I went in for the procedure.  He removed the tissue and the lymph nodes that surrounded it.  He had it tested while I was still in recovery and was waiting at my bedside when I woke up to tell me the news.  It was news he said neither of us wanted to hear, that it was in fact cancer.  He told me my options and I, having already made my peace with what I wanted to do, decided to have a radical mastectomy of my right breast.

I had to go through seven months of chemotherapy and extensive checkups as the months went on.  Why all of this to tell my story that could have been told in a few lines?  Well we all have a history and this cancer had a history with my body before it was discovered and dealt with.  What the cancer didn’t expect was to have a relationship with a person as stubborn as I am and someone that had other things going for them in their lives as well as having the desire to continue to live and raise my children by the grace of God.

I had and still have a lot of things going for me and I never will forget any of them:

1.      I was an still am a Christian and I believed and still believe in a higher power and
  went to Him in prayer (I still am a praying woman).                         
2.      I had great doctors that had my best interest in mind.
3.      I had and continue to have a great husband that supported me in whatever decision
   I made and didn’t marry me for the parts on my body.
4.      I had and continue to have a great family that stood by me through it all.
5.      I had and still have all my friends that were there every step of the way.

With all of this and my belief and faith in God, I can say today that I am a 16 year breast cancer survivor.

You need to keep a positive attitude, get rid of all the negative people in your life and keep those true friends around that when they ask “how you are doing” or” how your day is going” they stop and take the time to really listen to you and don’t have to say a word, just be there for you no matter the day or the hour. Now, my cancer happened 16 years ago and I am still here.  Can you imagine the advances they have made in medicine and treatment of this disease as well as coming closer to a cure for this and other types of cancers? Find out whatever it is you need to know about this disease and what you can do on your end to make sure you are a survivor. I believe deep in my heart that as we think and feel, it has a place in the outcome of whatever we are going through.  I never thought I wouldn’t survive this disease.
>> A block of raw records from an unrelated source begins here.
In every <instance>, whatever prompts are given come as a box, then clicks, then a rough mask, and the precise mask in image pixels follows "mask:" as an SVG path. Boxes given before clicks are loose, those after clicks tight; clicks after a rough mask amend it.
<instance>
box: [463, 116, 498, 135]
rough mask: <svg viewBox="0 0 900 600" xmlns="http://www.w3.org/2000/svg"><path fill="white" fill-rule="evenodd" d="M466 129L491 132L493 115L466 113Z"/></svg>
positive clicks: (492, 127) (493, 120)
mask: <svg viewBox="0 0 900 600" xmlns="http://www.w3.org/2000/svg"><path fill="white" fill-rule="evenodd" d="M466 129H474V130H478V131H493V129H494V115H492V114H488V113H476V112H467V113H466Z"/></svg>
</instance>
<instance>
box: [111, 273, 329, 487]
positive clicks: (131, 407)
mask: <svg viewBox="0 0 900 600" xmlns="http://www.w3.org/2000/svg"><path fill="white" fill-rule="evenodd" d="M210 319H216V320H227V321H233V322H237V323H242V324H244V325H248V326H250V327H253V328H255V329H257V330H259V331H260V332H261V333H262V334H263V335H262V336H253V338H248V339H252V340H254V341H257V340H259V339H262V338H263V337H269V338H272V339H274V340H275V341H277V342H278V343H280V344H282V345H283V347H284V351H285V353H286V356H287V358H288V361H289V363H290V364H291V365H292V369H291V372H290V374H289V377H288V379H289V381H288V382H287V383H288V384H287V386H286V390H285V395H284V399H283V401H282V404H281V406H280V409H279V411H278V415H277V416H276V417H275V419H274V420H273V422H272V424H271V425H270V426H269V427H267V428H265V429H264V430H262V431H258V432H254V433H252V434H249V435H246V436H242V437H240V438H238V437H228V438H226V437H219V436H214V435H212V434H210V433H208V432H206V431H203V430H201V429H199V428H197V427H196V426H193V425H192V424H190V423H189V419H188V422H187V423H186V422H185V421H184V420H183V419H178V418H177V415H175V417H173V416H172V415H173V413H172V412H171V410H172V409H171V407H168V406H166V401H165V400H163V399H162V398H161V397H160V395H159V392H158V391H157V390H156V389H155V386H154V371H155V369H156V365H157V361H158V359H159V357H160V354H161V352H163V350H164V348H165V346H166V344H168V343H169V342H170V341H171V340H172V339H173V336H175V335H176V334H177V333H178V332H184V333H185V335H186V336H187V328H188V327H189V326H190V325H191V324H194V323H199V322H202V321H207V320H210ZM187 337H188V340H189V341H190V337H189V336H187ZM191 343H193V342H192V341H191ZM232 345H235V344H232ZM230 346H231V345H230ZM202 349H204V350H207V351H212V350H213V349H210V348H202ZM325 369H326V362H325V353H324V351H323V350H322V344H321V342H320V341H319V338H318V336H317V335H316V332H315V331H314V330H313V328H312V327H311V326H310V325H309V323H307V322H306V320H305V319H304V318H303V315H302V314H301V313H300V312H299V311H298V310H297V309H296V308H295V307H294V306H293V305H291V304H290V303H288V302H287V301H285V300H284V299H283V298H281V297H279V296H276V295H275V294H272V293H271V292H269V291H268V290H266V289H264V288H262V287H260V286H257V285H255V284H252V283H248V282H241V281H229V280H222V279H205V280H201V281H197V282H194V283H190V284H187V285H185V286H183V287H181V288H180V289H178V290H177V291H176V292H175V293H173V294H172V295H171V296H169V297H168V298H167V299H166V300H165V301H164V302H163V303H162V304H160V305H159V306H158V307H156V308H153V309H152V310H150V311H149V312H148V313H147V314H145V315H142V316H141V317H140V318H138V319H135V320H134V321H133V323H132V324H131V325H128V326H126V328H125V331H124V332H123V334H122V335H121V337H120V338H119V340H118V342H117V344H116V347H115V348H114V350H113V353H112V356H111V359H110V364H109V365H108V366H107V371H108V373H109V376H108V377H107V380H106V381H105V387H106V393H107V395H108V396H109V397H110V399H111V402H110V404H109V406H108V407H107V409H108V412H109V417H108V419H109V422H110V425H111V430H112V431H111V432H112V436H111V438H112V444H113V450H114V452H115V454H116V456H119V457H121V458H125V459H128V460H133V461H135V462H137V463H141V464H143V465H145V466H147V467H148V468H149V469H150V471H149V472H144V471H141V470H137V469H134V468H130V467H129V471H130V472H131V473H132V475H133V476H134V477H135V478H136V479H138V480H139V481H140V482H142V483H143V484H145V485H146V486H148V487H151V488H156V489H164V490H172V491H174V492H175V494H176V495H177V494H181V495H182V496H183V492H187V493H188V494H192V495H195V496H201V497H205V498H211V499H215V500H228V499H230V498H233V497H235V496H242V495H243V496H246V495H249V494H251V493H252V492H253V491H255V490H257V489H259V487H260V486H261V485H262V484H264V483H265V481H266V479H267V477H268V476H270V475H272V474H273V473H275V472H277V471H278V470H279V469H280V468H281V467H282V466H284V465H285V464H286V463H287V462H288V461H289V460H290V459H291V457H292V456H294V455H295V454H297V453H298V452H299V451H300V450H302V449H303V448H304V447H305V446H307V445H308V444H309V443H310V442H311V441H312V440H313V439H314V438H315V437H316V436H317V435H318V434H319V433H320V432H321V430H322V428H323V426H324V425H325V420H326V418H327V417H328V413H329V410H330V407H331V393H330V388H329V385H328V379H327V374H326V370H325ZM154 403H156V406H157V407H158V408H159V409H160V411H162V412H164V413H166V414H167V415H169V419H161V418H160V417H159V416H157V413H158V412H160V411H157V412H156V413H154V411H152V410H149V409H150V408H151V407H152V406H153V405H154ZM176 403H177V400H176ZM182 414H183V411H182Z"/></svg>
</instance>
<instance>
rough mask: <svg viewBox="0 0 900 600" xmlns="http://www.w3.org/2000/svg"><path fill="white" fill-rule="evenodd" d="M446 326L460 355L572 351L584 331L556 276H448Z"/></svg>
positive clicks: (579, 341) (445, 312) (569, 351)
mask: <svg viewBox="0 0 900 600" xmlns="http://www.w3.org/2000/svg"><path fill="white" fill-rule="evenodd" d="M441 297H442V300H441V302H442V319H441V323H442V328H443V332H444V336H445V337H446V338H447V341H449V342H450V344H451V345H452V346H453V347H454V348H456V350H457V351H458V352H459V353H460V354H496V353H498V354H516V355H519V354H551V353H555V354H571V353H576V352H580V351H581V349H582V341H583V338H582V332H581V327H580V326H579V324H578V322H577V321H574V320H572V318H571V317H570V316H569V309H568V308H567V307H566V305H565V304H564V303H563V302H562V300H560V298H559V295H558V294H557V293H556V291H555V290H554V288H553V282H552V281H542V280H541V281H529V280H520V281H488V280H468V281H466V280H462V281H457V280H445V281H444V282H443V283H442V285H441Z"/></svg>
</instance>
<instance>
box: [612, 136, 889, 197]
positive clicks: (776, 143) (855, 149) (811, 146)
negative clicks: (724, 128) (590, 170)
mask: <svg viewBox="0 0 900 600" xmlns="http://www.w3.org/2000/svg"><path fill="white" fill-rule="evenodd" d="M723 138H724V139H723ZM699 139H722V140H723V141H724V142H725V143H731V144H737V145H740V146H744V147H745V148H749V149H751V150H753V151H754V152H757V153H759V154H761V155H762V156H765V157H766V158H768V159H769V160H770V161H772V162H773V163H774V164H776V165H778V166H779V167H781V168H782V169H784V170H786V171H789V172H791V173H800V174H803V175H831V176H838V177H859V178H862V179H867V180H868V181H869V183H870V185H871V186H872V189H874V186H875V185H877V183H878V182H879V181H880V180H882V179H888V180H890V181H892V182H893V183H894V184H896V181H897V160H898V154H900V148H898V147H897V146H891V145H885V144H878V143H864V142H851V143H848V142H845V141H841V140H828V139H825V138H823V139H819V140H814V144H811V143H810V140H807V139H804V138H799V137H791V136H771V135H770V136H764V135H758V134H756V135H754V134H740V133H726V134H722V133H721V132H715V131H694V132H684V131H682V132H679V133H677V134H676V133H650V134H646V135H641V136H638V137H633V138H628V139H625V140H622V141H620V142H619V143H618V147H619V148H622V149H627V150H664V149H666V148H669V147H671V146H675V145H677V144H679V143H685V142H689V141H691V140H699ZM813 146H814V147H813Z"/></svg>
Now on the brighter side of things, I had heard that going through chemotherapy treatments for cancer you would lose weight and lose your hair.  Your hair would come back as if it was baby fine and curly. I’ve always believed that there is some good in everything, and I was looking forward to losing these extra pounds and having that beautiful head of hair that I only would have to wash and brush.  Not so, I didn’t lose any weight and I still have the hair I have to do more than wash and go. My doctor said I was the first patient he had treated that never lost the weight or the hair.  But I am thankful to God that in all of this I didn’t lose my life and most of all my faith and trust in Him.

Before the cancer, I loved sweet potatoes.  After the cancer I didn’t want to see another sweet potato.  My father had read somewhere that the ingredients in the sweet potato would help fight the cancer and every day I got home he had my sister at my house with sweet potatoes cooked in every way he knew how.  I had candied yams, sweet potato soufflĂ©, potato pies, potato bread, mashed sweet potatoes, fried sweet potatoes, baked sweet potatoes, if he could dream it and cook it, I had it.  I love my dad, but I was so glad when he stopped sending all those sweet potatoes to me, by my sister.

What my mom would like to leave with you all is simply this: "Keep your head up; remain close to God, your family, and your true friends".